1.D.29 The Macrocyclic Oligocholate (Oligocholate) Family
Hydrophobic interactions normally are not considered a major driving force for self-assembly in a hydrophobic environment. When macrocyclic oligocholates were placed within lipid membranes, however, the macrocycles pulled water molecules from the aqueous phase into their hydrophilic internal cavities (Cho et al., 2011). These water molecules had strong tendencies to aggregate in a hydrophobic environment and templated the macrocycles to self-assemble into transmembrane nanopores. This effect resulted in some highly unusual transport behavior. Cholesterol normally increases the hydrophobicity of lipid membranes and makes them less permeable to hydrophilic molecules. The permeability of glucose across the oligocholate-containing membranes, however, increased significantly upon the inclusion of cholesterol. Large hydrophilic molecules tend to have difficulty traversing a hydrophobic barrier, but the cyclic cholate tetramer was more effective at permeating maltotriose than glucose (Cho et al., 2011).
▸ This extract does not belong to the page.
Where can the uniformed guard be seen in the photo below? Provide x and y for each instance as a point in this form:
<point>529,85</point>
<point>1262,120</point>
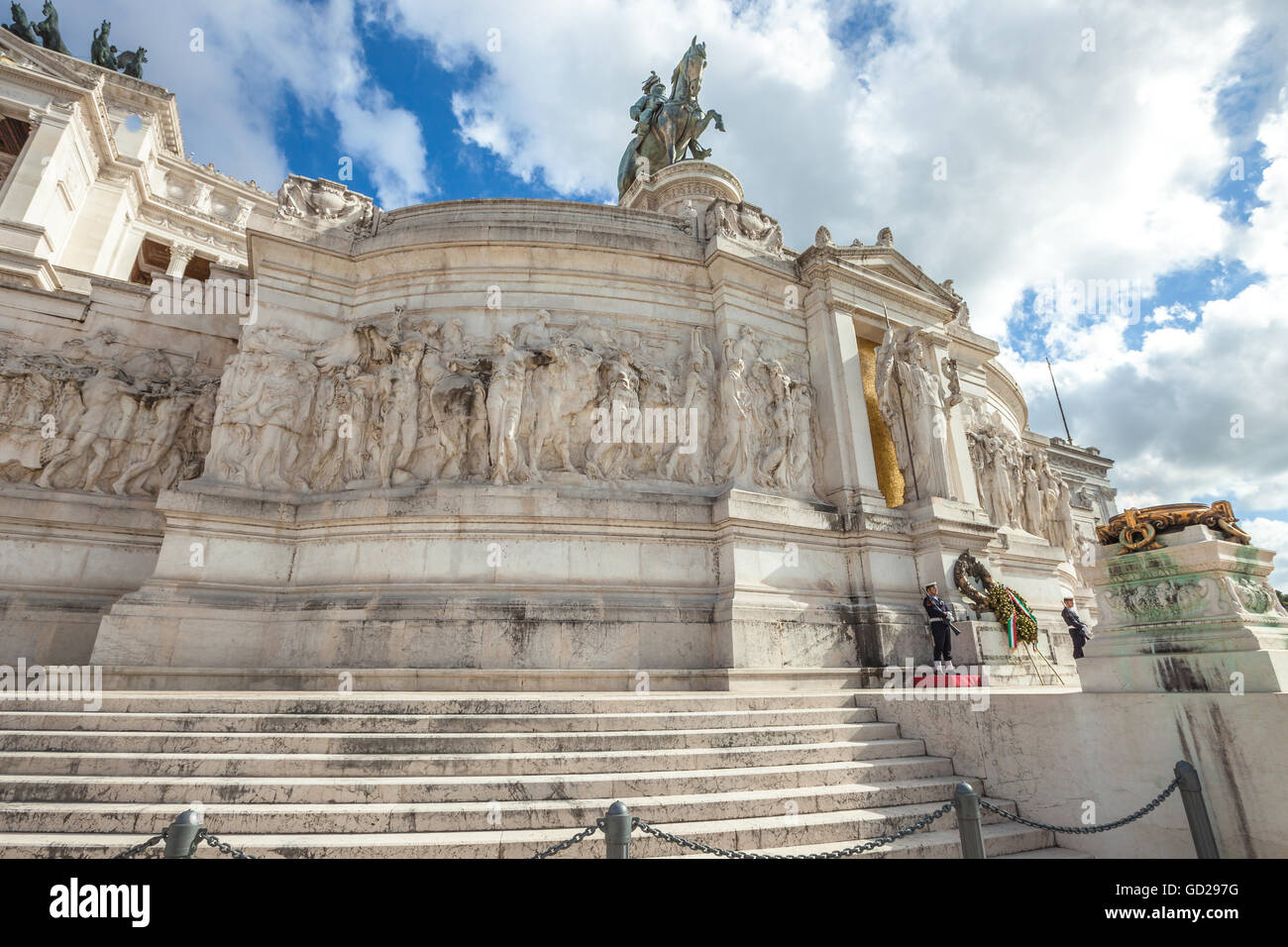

Macrocyclic oligocholates stack on top of one another in lipid membranes to form nanopores. Cholate oligomers terminated with guanidinium and carboxylate groups were found to cause efflux of hydrophilic molecules such as glucose, maltotriose, and carboxyfluorescein (CF) from POPC/POPG liposomes (Cho and Zhao, 2011). The cholate trimer outperformed other oligomers in transport. A dependence on chain length argued against random intermolecular aggregates as the active transporters. Efflux of glucose increased significantly when the bilayers contained 30 mol% cholesterol. Hill analysis suggested that the active transporter consisted of four molecules. The oligocholates were proposed to fold into 'noncovalent macrocycles' by the guanidinium-carboxylate salt bridge and stack on top of one another to form similar transmembrane pores as their covalent counterparts (Cho and Zhao, 2011).
The aggregation of macrocyclic oligocholates with introverted hydrophilic groups and aromatic side chains allows stacking in membranes to form transmembrane nanopores. Smaller, more rigid macrocycles stacked better than larger, more flexible ones because the cholate building blocks in the latter could rotate outward and diminish the conformation needed for the water-templated hydrophobic stacking. The acceptor-acceptor interactions among naphthalenediimide (NDI) groups were more effective than the pyrene-NDI donor-acceptor interactions in promoting the transmembrane pore formation of the oligocholate macrocycles (Widanapathirana and Zhao, 2012 a, b).